Turut hadir Camat Cikole, para lurah, Direktur Eksekutif dan jajaran Lembaga Wakaf Do’a Bangsa, serta Ketua Yayasan Do’a Bangsa. Kehadiran unsur pemerintah bersama tokoh masyarakat menunjukkan kuatnya sinergi dalam memberdayakan ekonomi umat berbasis wakaf.
Dalam sambutannya, Wali Kota Ayep Zaki menyampaikan apresiasi atas inisiatif Lembaga Wakaf Do’a Bangsa yang menghadirkan solusi nyata bagi pelaku usaha kecil melalui skema pembiayaan Qordul Hasan. Skema ini memungkinkan pelaku ultra mikro mendapatkan pinjaman modal mulai Rp250.000 tanpa bunga, tanpa potongan, dan tanpa prosedur rumit.
“Ini bukan sekadar bantuan, tapi upaya memberdayakan dengan menjaga kehormatan penerima. Tidak ada pungutan, tidak ada bunga — hanya semangat gotong royong,” ujarnya.

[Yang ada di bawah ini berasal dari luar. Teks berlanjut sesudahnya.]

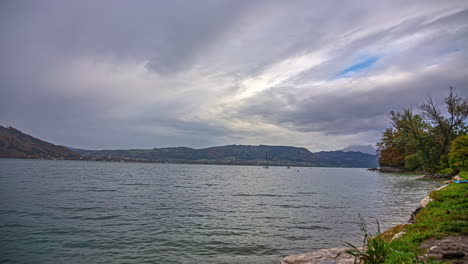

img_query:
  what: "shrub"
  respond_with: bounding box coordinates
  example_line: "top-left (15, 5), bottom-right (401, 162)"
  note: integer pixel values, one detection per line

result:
top-left (449, 135), bottom-right (468, 171)
top-left (439, 168), bottom-right (457, 176)
top-left (345, 216), bottom-right (390, 264)
top-left (405, 154), bottom-right (421, 170)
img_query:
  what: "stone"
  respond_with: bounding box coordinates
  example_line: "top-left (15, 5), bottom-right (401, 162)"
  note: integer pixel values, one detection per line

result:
top-left (421, 235), bottom-right (468, 264)
top-left (435, 184), bottom-right (448, 191)
top-left (419, 196), bottom-right (433, 208)
top-left (279, 248), bottom-right (354, 264)
top-left (442, 252), bottom-right (465, 259)
top-left (423, 173), bottom-right (452, 180)
top-left (390, 230), bottom-right (406, 241)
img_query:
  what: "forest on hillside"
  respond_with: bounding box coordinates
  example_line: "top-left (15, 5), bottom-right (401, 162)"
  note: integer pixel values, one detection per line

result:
top-left (377, 87), bottom-right (468, 175)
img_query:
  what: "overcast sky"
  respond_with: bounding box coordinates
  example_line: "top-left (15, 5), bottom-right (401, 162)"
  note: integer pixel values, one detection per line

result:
top-left (0, 0), bottom-right (468, 151)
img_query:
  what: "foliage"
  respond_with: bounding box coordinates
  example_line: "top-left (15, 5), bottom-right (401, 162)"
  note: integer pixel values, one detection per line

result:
top-left (385, 171), bottom-right (468, 263)
top-left (377, 88), bottom-right (468, 172)
top-left (405, 154), bottom-right (421, 170)
top-left (439, 168), bottom-right (457, 176)
top-left (449, 135), bottom-right (468, 170)
top-left (345, 216), bottom-right (390, 264)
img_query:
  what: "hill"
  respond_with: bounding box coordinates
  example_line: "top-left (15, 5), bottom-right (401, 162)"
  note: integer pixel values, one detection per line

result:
top-left (0, 126), bottom-right (80, 159)
top-left (0, 126), bottom-right (377, 168)
top-left (338, 145), bottom-right (377, 155)
top-left (75, 145), bottom-right (377, 168)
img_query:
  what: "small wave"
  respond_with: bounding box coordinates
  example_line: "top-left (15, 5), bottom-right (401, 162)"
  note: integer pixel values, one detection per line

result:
top-left (233, 193), bottom-right (285, 197)
top-left (119, 183), bottom-right (151, 186)
top-left (83, 215), bottom-right (120, 220)
top-left (291, 226), bottom-right (331, 230)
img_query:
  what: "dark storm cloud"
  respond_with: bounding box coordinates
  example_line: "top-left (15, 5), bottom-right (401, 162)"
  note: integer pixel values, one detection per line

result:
top-left (0, 0), bottom-right (468, 150)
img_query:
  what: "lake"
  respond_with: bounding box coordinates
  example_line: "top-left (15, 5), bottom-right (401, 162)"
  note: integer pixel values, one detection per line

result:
top-left (0, 159), bottom-right (438, 264)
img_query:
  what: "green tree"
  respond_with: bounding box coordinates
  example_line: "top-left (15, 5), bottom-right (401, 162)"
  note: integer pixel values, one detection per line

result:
top-left (449, 135), bottom-right (468, 171)
top-left (377, 87), bottom-right (468, 171)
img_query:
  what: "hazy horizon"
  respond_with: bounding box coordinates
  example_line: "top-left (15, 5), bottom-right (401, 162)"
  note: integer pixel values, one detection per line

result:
top-left (0, 0), bottom-right (468, 152)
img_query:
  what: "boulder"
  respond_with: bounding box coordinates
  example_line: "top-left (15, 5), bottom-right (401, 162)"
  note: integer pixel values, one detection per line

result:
top-left (279, 248), bottom-right (354, 264)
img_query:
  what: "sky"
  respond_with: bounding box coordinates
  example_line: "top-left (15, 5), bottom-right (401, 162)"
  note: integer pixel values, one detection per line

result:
top-left (0, 0), bottom-right (468, 151)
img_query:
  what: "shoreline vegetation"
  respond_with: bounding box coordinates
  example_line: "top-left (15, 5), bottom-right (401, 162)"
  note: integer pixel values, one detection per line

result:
top-left (280, 170), bottom-right (468, 264)
top-left (0, 126), bottom-right (377, 168)
top-left (280, 87), bottom-right (468, 264)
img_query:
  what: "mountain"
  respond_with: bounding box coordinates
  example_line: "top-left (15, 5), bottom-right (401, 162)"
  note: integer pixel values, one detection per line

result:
top-left (75, 145), bottom-right (377, 168)
top-left (314, 151), bottom-right (379, 168)
top-left (0, 126), bottom-right (80, 159)
top-left (338, 145), bottom-right (376, 155)
top-left (0, 126), bottom-right (377, 168)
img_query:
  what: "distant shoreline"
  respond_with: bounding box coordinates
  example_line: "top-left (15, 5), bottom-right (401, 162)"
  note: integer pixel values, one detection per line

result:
top-left (0, 157), bottom-right (368, 169)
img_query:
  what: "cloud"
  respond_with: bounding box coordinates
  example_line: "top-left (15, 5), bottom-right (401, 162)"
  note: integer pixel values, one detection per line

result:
top-left (0, 0), bottom-right (468, 150)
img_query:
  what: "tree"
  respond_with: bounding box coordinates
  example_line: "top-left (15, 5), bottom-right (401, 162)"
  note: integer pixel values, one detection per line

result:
top-left (377, 87), bottom-right (468, 171)
top-left (449, 135), bottom-right (468, 171)
top-left (419, 87), bottom-right (468, 163)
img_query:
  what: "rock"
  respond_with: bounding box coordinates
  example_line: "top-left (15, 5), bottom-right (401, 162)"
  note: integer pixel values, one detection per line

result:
top-left (279, 248), bottom-right (354, 264)
top-left (421, 235), bottom-right (468, 263)
top-left (442, 252), bottom-right (465, 259)
top-left (419, 196), bottom-right (433, 208)
top-left (390, 230), bottom-right (406, 241)
top-left (423, 173), bottom-right (452, 180)
top-left (435, 184), bottom-right (448, 191)
top-left (408, 206), bottom-right (422, 223)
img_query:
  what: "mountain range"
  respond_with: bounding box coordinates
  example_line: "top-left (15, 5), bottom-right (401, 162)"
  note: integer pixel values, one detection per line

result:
top-left (0, 126), bottom-right (378, 168)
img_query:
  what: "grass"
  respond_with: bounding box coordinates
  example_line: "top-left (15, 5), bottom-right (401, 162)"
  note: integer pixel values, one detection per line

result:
top-left (385, 171), bottom-right (468, 263)
top-left (346, 171), bottom-right (468, 264)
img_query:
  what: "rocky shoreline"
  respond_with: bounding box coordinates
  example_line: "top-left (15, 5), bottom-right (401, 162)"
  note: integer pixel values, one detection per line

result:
top-left (279, 176), bottom-right (461, 264)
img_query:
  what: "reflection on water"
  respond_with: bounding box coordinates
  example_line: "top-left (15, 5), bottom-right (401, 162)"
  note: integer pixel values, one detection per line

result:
top-left (0, 159), bottom-right (437, 263)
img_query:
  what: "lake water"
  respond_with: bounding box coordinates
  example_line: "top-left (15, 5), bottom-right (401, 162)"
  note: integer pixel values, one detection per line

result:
top-left (0, 159), bottom-right (437, 264)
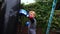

Wali Kota juga mengungkapkan bahwa ke depan Lembaga Wakaf Do’a Bangsa akan memiliki gedung sendiri sebagai pusat kegiatan ekonomi berbasis wakaf, menjadi semacam inkubator ekonomi yang tidak hanya menyalurkan dana tetapi juga mendampingi pelaku usaha hingga mandiri.
Ia menegaskan dana wakaf dikelola secara aman dan profesional dalam bentuk obligasi syariah, dengan prinsip dana pokok tidak boleh hilang, hanya 10 persen dana yang dipakai untuk operasional.
“Yang membanggakan dari program ini adalah inklusivitasnya. Wakaf ini untuk semua, tidak mengenal perbedaan agama atau status sosial. Baik muslim maupun non-muslim, semua berhak mendapatkan manfaat dari program Qordul Hasan,” imbuhnya.
Hingga saat ini tercatat 126 pelaku ultra mikro telah menerima bantuan, dan jumlah penerima diharapkan terus bertambah seiring meningkatnya dana wakaf yang dikelola. Program wakaf ini pun telah dimasukkan dalam dokumen RPJMD Kota Sukabumi sebagai salah satu janji politik yang akan direalisasikan lima tahun ke depan.
Wali Kota berharap kolaborasi ini dapat membawa dampak nyata dalam pengentasan kemiskinan, peningkatan pendidikan, dan penguatan ekonomi masyarakat secara berkelanjutan,” pungkasnya.
Acara diakhiri dengan sesi diskusi interaktif bersama peserta, demonstrasi tata cara berwakaf, penyaluran santunan kepada anak-anak yatim, dan foto bersama. Momen ini memperlihatkan wajah kolaboratif antara pemerintah, lembaga keagamaan, dan masyarakat dalam membangun ekonomi sosial berlandaskan nilai keislaman dan solidaritas sosial.